# WARNING!!! For Distance Education students aspiring for UGC-NET / Academics



## zatang (Mar 12, 2010)

I am doing lateral entry MBA from Punjab Technical University. I already did my PGDM through an AICTE approved institute but later came to know that you can’t get into academics without a MBA degree (PGDM is Diploma, Period!!!) 

  Hence I enrolled in lateral entry MBA through PTU in Sep 2009 (with a fees of Rs.20,000). Two weeks before, a colleague of mine in a casual discussion poured doubt over the eligibility of lateral entry program for consideration in UGC-NET. He asked me to file a RTI and I curiously filed it on 4th March 2010. Today I received the response to my letter and I am totally flabbergasted after reading it. 

  Here’s the reply in two parts

  *www.freeimagehosting.net/uploads/02b363eaaa.gif
  *www.freeimagehosting.net/uploads/e0533cc77a.gif 

  To conclude, you can’t get a UGC-NET certificate and can’t go into academics with a distance education degree NOT recognized by ‘*Joint Committee*’. As per the DEC website, only these universities are recognized by ‘*Joint Committee*’. 

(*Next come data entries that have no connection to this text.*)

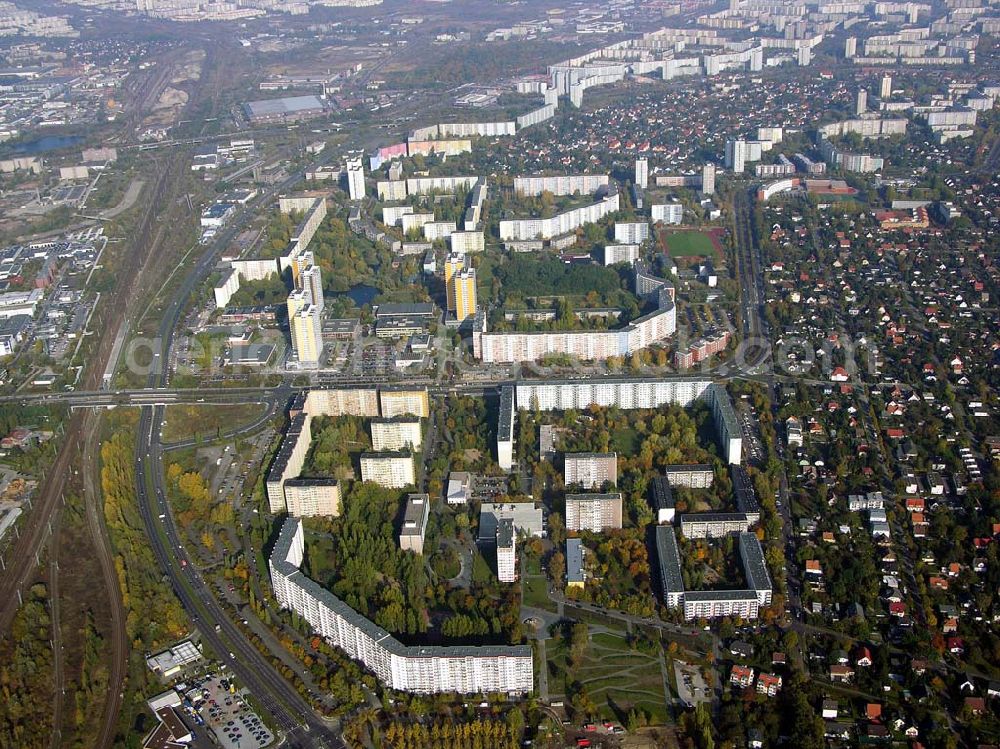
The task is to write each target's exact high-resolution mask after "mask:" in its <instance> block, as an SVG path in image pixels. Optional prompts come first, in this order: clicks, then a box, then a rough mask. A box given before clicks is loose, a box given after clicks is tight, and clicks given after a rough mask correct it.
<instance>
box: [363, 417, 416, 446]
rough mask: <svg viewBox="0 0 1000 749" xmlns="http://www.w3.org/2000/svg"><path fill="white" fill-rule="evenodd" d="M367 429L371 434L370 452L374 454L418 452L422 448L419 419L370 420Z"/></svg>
mask: <svg viewBox="0 0 1000 749" xmlns="http://www.w3.org/2000/svg"><path fill="white" fill-rule="evenodd" d="M369 428H370V429H371V433H372V450H374V451H375V452H398V451H400V450H404V449H406V450H419V449H420V448H421V447H422V446H423V431H422V429H421V427H420V419H418V418H417V417H415V416H400V417H398V418H394V419H372V421H371V422H370V423H369Z"/></svg>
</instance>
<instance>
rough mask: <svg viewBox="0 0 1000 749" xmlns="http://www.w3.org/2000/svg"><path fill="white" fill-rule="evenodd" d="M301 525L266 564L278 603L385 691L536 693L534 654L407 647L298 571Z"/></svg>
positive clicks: (463, 692) (293, 530) (427, 693)
mask: <svg viewBox="0 0 1000 749" xmlns="http://www.w3.org/2000/svg"><path fill="white" fill-rule="evenodd" d="M304 551H305V534H304V532H303V529H302V521H301V520H298V519H296V518H288V519H287V520H285V522H284V525H282V527H281V532H280V534H279V535H278V540H277V542H276V543H275V545H274V550H273V551H272V552H271V557H270V559H269V560H268V567H269V568H270V572H271V586H272V587H273V588H274V596H275V598H276V599H277V600H278V603H279V604H280V605H281V606H282V607H283V608H287V609H289V610H291V611H294V612H295V613H297V614H299V615H300V616H301V617H302V618H304V619H305V620H306V621H307V622H309V624H310V626H311V627H312V628H313V629H314V630H315V631H316V633H317V634H319V635H321V636H322V637H323V638H324V639H325V640H326V641H327V642H329V643H330V644H331V645H333V646H335V647H337V648H340V649H341V650H343V651H344V652H346V653H347V654H348V655H349V656H350V657H351V658H354V659H356V660H358V661H361V663H363V664H364V665H365V667H366V668H368V669H369V670H370V671H372V672H373V673H374V674H375V675H376V676H377V677H378V679H379V681H381V682H382V684H384V685H385V686H386V687H388V688H390V689H395V690H398V691H401V692H418V693H422V694H429V693H433V692H459V693H463V694H479V693H484V694H485V693H490V692H506V693H508V694H525V693H528V692H530V691H531V690H532V689H533V687H534V671H533V668H532V655H531V648H530V647H528V646H526V645H518V646H487V647H468V646H454V647H418V646H410V645H404V644H403V643H401V642H400V641H399V640H397V639H396V638H395V637H393V636H392V635H391V634H389V633H388V632H387V631H385V630H384V629H382V628H381V627H379V626H378V625H376V624H375V623H374V622H372V621H369V620H368V619H366V618H365V617H364V616H362V615H361V614H359V613H358V612H357V611H355V610H354V609H352V608H351V607H350V606H348V605H347V604H346V603H344V602H343V601H341V600H340V599H339V598H337V597H336V596H335V595H333V594H332V593H331V592H330V591H328V590H326V589H324V588H322V587H321V586H319V585H318V584H316V583H315V582H314V581H312V580H310V579H309V578H308V577H306V576H305V575H304V574H303V573H302V570H301V569H300V567H301V565H302V558H303V554H304Z"/></svg>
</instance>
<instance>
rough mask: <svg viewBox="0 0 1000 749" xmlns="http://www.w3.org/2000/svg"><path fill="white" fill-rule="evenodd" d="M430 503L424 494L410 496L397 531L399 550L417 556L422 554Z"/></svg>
mask: <svg viewBox="0 0 1000 749" xmlns="http://www.w3.org/2000/svg"><path fill="white" fill-rule="evenodd" d="M430 508H431V501H430V497H429V496H428V495H426V494H410V495H409V496H408V497H407V498H406V509H405V510H404V511H403V525H402V527H401V528H400V529H399V548H401V549H403V550H404V551H412V552H415V553H417V554H423V553H424V536H425V535H426V533H427V520H428V518H430Z"/></svg>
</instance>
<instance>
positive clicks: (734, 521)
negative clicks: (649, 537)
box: [681, 512, 750, 538]
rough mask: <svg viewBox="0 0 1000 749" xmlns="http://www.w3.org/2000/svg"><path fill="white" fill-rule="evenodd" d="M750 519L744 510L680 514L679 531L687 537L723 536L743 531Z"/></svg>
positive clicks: (743, 531)
mask: <svg viewBox="0 0 1000 749" xmlns="http://www.w3.org/2000/svg"><path fill="white" fill-rule="evenodd" d="M748 530H750V521H749V520H748V519H747V515H746V513H745V512H699V513H695V514H692V515H681V533H683V534H684V535H685V536H686V537H687V538H723V537H725V536H728V535H729V534H730V533H745V532H746V531H748Z"/></svg>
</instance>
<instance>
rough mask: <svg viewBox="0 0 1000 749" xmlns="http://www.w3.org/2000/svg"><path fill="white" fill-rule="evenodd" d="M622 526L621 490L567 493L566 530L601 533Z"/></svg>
mask: <svg viewBox="0 0 1000 749" xmlns="http://www.w3.org/2000/svg"><path fill="white" fill-rule="evenodd" d="M621 527H622V495H621V492H613V493H608V494H567V495H566V530H569V531H591V532H593V533H601V532H602V531H606V530H613V529H615V528H621Z"/></svg>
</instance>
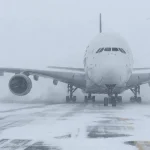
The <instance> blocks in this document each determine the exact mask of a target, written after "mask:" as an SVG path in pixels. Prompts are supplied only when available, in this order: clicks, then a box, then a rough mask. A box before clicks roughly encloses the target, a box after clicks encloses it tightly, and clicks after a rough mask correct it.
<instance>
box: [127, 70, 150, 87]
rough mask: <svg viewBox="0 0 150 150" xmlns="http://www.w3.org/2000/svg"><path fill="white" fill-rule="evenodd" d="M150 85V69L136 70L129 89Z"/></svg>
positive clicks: (129, 80)
mask: <svg viewBox="0 0 150 150" xmlns="http://www.w3.org/2000/svg"><path fill="white" fill-rule="evenodd" d="M146 83H150V68H134V69H133V72H132V75H131V77H130V79H129V81H128V82H127V87H134V86H137V85H142V84H146Z"/></svg>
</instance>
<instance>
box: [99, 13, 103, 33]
mask: <svg viewBox="0 0 150 150" xmlns="http://www.w3.org/2000/svg"><path fill="white" fill-rule="evenodd" d="M99 32H100V33H102V15H101V13H100V18H99Z"/></svg>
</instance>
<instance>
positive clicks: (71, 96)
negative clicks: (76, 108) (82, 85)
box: [66, 84, 78, 103]
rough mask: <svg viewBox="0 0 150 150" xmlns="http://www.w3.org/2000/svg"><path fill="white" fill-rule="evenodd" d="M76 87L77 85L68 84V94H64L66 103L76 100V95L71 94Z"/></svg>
mask: <svg viewBox="0 0 150 150" xmlns="http://www.w3.org/2000/svg"><path fill="white" fill-rule="evenodd" d="M77 89H78V88H77V87H75V88H74V87H73V85H71V84H68V93H69V96H66V103H69V102H71V101H72V102H74V103H75V102H76V96H73V93H74V92H75V91H76V90H77Z"/></svg>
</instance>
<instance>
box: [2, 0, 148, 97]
mask: <svg viewBox="0 0 150 150" xmlns="http://www.w3.org/2000/svg"><path fill="white" fill-rule="evenodd" d="M149 6H150V2H149V1H148V0H143V1H142V0H138V1H137V0H133V1H129V0H126V1H119V0H113V1H111V0H109V1H108V0H93V1H88V0H82V1H80V0H74V1H73V0H72V1H70V0H63V1H60V0H55V1H52V0H51V1H50V0H44V1H43V0H32V1H31V0H1V1H0V52H1V53H0V54H1V57H0V66H1V67H21V68H41V69H44V68H46V67H47V66H48V65H57V66H71V67H83V56H84V51H85V48H86V46H87V45H88V43H89V42H90V40H91V39H92V38H93V37H94V36H95V35H96V34H98V32H99V13H100V12H101V13H102V21H103V32H119V33H120V34H121V35H122V36H123V37H124V38H125V39H126V40H127V41H128V43H129V45H130V47H131V49H132V52H133V56H134V61H135V67H150V61H149V60H150V59H149V56H150V42H149V39H150V19H148V18H150V9H149ZM10 77H11V76H10V75H6V76H5V77H1V78H0V91H1V97H5V96H8V95H9V94H10V92H9V89H8V87H7V83H8V80H9V78H10ZM33 86H34V88H33V90H32V92H31V93H30V94H29V96H33V95H34V96H38V97H40V96H41V95H43V94H45V92H46V93H49V92H50V91H57V92H58V93H59V92H60V91H61V92H60V93H63V92H66V91H65V90H63V91H62V89H63V88H62V87H63V86H64V85H63V84H59V86H60V87H55V88H54V87H53V86H52V80H50V79H42V78H41V79H40V82H37V83H35V82H34V85H33ZM41 87H42V88H41ZM65 87H66V86H65ZM146 88H147V87H146ZM148 90H149V89H148ZM64 96H65V94H64ZM25 98H27V96H25Z"/></svg>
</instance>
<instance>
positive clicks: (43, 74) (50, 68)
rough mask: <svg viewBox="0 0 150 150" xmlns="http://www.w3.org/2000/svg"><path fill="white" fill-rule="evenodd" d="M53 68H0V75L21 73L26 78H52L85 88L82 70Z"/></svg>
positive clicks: (84, 76) (84, 75)
mask: <svg viewBox="0 0 150 150" xmlns="http://www.w3.org/2000/svg"><path fill="white" fill-rule="evenodd" d="M65 68H66V67H62V68H61V67H55V68H49V69H46V70H36V69H35V70H34V69H22V68H0V75H1V76H2V75H3V74H4V73H5V72H6V73H15V74H20V73H23V74H25V75H27V76H30V75H33V77H35V76H36V77H40V76H41V77H44V78H52V79H55V80H58V81H61V82H64V83H67V84H72V85H74V86H76V87H78V88H81V89H84V88H85V72H84V70H83V69H78V68H76V69H75V68H67V69H65Z"/></svg>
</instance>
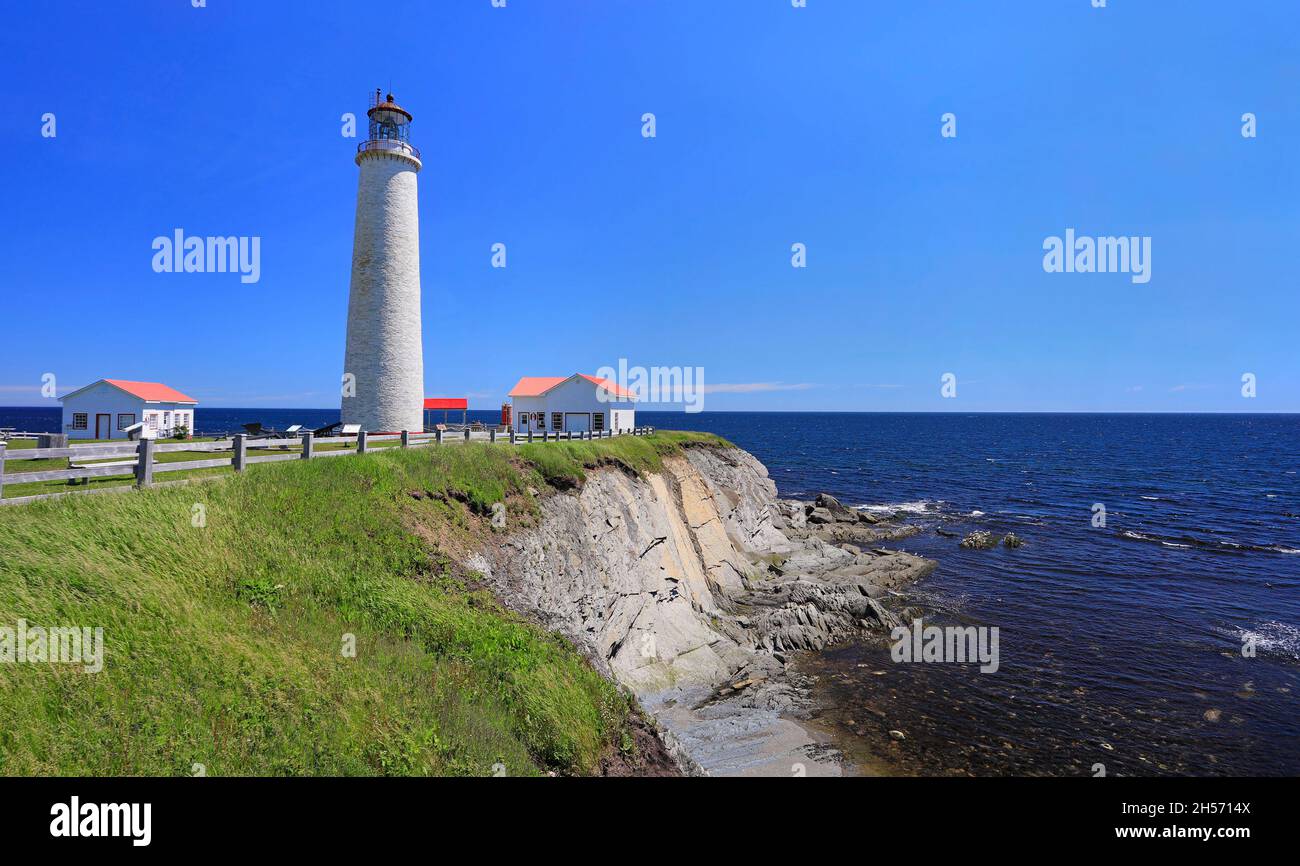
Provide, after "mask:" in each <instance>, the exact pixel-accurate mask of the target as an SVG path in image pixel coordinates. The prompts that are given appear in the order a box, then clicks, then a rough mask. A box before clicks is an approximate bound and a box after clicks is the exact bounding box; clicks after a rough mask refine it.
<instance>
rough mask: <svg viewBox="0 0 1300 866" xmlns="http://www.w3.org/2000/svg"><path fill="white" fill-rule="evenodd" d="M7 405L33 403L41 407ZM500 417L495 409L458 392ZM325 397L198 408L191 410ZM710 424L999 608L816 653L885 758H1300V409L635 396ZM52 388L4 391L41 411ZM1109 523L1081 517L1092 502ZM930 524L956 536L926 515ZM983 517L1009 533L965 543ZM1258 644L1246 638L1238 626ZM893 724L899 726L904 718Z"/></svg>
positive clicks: (896, 768)
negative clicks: (1276, 414)
mask: <svg viewBox="0 0 1300 866" xmlns="http://www.w3.org/2000/svg"><path fill="white" fill-rule="evenodd" d="M22 412H29V413H30V412H45V419H47V420H45V423H44V425H43V426H42V423H40V420H39V416H34V415H29V416H26V417H25V416H23V415H22ZM469 415H471V419H478V420H495V419H497V417H498V416H499V413H498V412H495V411H484V412H471V413H469ZM337 419H338V411H337V410H333V411H330V410H320V411H315V410H217V408H200V410H199V411H198V420H196V426H198V429H199V430H200V432H225V430H234V429H238V428H239V425H240V424H243V423H246V421H261V423H263V424H264V425H266V426H274V428H283V426H287V425H290V424H304V425H307V426H312V425H322V424H326V423H330V421H334V420H337ZM637 420H638V423H643V424H653V425H655V426H660V428H664V429H701V430H710V432H714V433H719V434H722V436H725V437H727V438H729V440H732V441H733V442H736V443H737V445H740V446H741V447H744V449H746V450H749V451H751V453H753V454H754V455H757V456H758V458H759V459H761V460H762V462H763V463H764V464H766V466H767V467H768V469H770V471H771V475H772V479H774V480H775V481H776V484H777V488H779V490H780V494H781V495H784V497H798V498H811V497H813V495H815V494H816V493H819V492H827V493H831V494H833V495H836V497H839V498H840V499H841V502H844V503H845V505H850V506H854V507H861V508H870V510H874V511H878V512H884V514H893V512H902V514H905V515H906V518H907V520H909V521H911V523H915V524H918V525H919V527H922V528H923V532H922V533H920V534H918V536H914V537H910V538H906V540H902V541H897V542H891V545H889V546H892V547H898V549H902V550H909V551H911V553H917V554H919V555H923V557H928V558H931V559H935V560H937V562H939V567H937V570H936V571H935V572H933V575H931V576H930V577H927V579H924V580H923V581H920V583H919V584H917V585H915V586H914V588H913V589H911V590H909V593H907V597H909V602H910V603H913V605H917V606H918V607H919V609H920V611H922V612H923V615H924V619H926V622H927V624H930V623H933V624H940V625H943V624H965V625H984V627H997V628H998V629H1000V655H1001V658H1000V668H998V671H997V672H996V674H980V672H979V670H978V666H974V664H896V663H893V662H892V661H891V657H889V651H888V644H887V642H883V641H881V642H879V644H870V642H868V644H858V645H850V646H844V648H839V649H835V650H832V651H828V653H826V654H823V655H822V657H820V658H819V659H818V661H816V663H815V664H814V666H813V668H811V670H813V671H814V672H815V675H816V676H818V677H819V679H818V685H816V688H815V690H814V694H815V697H816V698H818V701H819V702H820V705H822V707H823V710H822V713H820V715H819V723H820V724H824V726H827V727H828V728H831V729H833V731H835V732H836V735H837V740H839V741H841V744H845V748H846V752H848V753H849V755H850V757H853V758H855V759H859V761H862V762H863V763H865V765H872V763H874V765H879V766H885V767H888V768H889V770H891V771H898V772H919V774H975V775H993V774H1022V775H1079V776H1096V775H1101V774H1105V775H1112V776H1118V775H1182V774H1188V775H1282V774H1284V775H1300V476H1297V475H1296V472H1297V469H1300V416H1297V415H961V413H768V412H735V413H719V412H705V413H698V415H684V413H663V412H638V415H637ZM57 424H59V417H57V411H53V412H51V411H49V410H17V411H14V410H0V426H18V428H25V429H44V428H48V429H55V426H57ZM1097 505H1100V506H1104V507H1105V525H1095V518H1096V515H1097V514H1099V511H1097V510H1096V506H1097ZM939 529H943V531H944V532H948V533H957V537H952V536H946V534H940V532H937V531H939ZM975 529H989V531H993V532H997V533H1005V532H1014V533H1017V534H1018V536H1021V537H1022V538H1023V540H1024V542H1026V544H1024V546H1023V547H1019V549H1014V550H1011V549H1005V547H998V549H996V550H987V551H979V550H962V549H961V547H958V541H959V537H961V536H965V534H966V533H969V532H972V531H975ZM1244 646H1252V648H1253V655H1244V654H1243V648H1244ZM889 731H898V732H902V733H904V739H902V740H900V739H897V737H896V736H891V735H889Z"/></svg>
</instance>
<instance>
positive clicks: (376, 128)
mask: <svg viewBox="0 0 1300 866" xmlns="http://www.w3.org/2000/svg"><path fill="white" fill-rule="evenodd" d="M367 114H369V118H370V133H369V137H368V138H367V140H364V142H361V143H360V144H359V146H357V148H356V165H357V168H360V170H361V177H360V182H359V185H357V189H356V233H355V234H354V237H352V283H351V290H350V294H348V302H347V348H346V351H344V355H343V413H342V419H343V423H344V424H360V425H361V429H363V430H368V432H374V433H380V432H385V433H393V432H398V430H417V432H419V430H422V429H424V347H422V343H421V334H420V217H419V212H417V209H416V179H415V176H416V173H417V172H419V170H420V168H421V165H422V164H421V163H420V151H417V150H416V148H415V147H413V146H412V144H411V140H409V138H411V113H409V112H407V111H406V109H404V108H402V107H400V105H398V104H396V103H394V101H393V94H389V95H387V99H385V100H383V101H380V91H374V99H373V100H372V105H370V109H369V112H367Z"/></svg>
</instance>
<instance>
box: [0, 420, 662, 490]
mask: <svg viewBox="0 0 1300 866" xmlns="http://www.w3.org/2000/svg"><path fill="white" fill-rule="evenodd" d="M650 433H654V428H653V426H638V428H634V429H630V430H625V432H620V433H615V432H614V430H598V432H590V430H588V432H584V433H573V432H569V433H551V432H547V430H543V432H541V433H515V432H513V430H511V432H510V433H498V432H497V430H495V429H491V430H478V432H472V430H464V433H463V434H455V436H446V434H445V433H443V432H442V430H434V432H433V433H411V432H408V430H403V432H402V433H383V434H368V433H365V430H363V432H361V433H359V434H357V436H355V437H352V436H334V437H321V438H316V437H315V436H313V434H312V433H303V434H300V436H298V437H296V438H287V440H272V438H256V440H255V438H250V437H248V436H247V434H243V433H240V434H238V436H234V437H231V438H229V440H218V441H216V442H183V441H182V442H159V441H156V440H140V441H139V442H123V443H121V445H114V443H112V442H95V443H88V445H72V446H69V447H65V449H14V450H12V451H10V450H9V449H6V447H5V445H4V443H3V442H0V506H4V505H18V503H23V502H34V501H38V499H51V498H55V497H65V495H73V494H75V493H101V492H105V490H122V489H127V488H125V485H123V486H116V488H99V489H95V490H91V489H90V488H87V489H85V490H69V492H66V493H43V494H38V495H30V497H10V498H8V499H5V498H3V497H4V485H5V481H6V480H8V482H9V484H35V482H38V481H65V480H66V481H77V480H81V479H95V477H104V476H114V475H134V476H135V486H138V488H147V486H149V485H152V484H155V481H153V476H155V475H157V473H165V472H181V471H185V469H212V468H218V467H226V466H229V467H231V468H233V469H234V471H235V472H243V471H244V469H247V468H248V467H250V466H253V464H256V463H278V462H281V460H311V459H313V458H326V456H339V455H343V454H365V453H368V451H372V450H374V449H373V446H374V445H377V443H380V442H394V443H396V442H400V447H403V449H415V447H424V446H439V445H452V443H461V442H502V443H506V442H510V443H511V445H524V443H526V442H560V441H576V440H606V438H612V437H615V436H649V434H650ZM299 445H300V446H302V451H292V453H281V454H276V453H268V454H257V451H270V450H273V449H283V447H296V446H299ZM318 445H351V446H355V447H350V449H337V450H329V451H320V450H317V449H316V446H318ZM383 447H394V446H383ZM169 451H212V453H221V451H229V453H230V454H229V456H213V458H212V459H207V460H181V462H175V463H159V462H157V459H156V458H157V455H159V454H165V453H169ZM250 451H252V454H250ZM42 458H68V462H69V468H66V469H51V471H48V472H43V471H35V472H10V473H9V475H8V476H6V475H5V464H6V463H16V462H18V460H38V459H42ZM95 460H103V463H94V462H95Z"/></svg>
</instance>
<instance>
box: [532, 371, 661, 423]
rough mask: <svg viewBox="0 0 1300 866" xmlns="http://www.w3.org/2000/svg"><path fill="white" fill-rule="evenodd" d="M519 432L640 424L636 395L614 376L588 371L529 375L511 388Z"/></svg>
mask: <svg viewBox="0 0 1300 866" xmlns="http://www.w3.org/2000/svg"><path fill="white" fill-rule="evenodd" d="M510 399H511V404H512V412H511V423H512V425H513V428H515V430H516V432H517V433H529V432H532V433H543V432H546V433H586V432H588V430H595V432H603V430H615V432H621V430H630V429H632V428H634V426H636V423H637V419H636V407H634V402H636V395H634V394H633V393H632V391H630V390H628V389H627V387H623V386H621V385H619V384H617V382H615V381H614V380H610V378H598V377H595V376H586V374H585V373H573V374H572V376H525V377H524V378H521V380H519V382H517V384H516V385H515V387H512V389H510Z"/></svg>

  *www.dec.ac.in/131009/Recognition by Joint Committee.doc

  If you are enrolled (in a distance education program) from any of these universities, then you should start worrying about the recognition of your degree. 

  *www.ugc.ac.in/inside/pub_notice_satatadd.pdf

  And 

  *www.ugc.ac.in/inside/privateuniversity.html 

  I feel duped and cheated but I know I won’t get any respite from anywhere. Pass it on all people concerned.


----------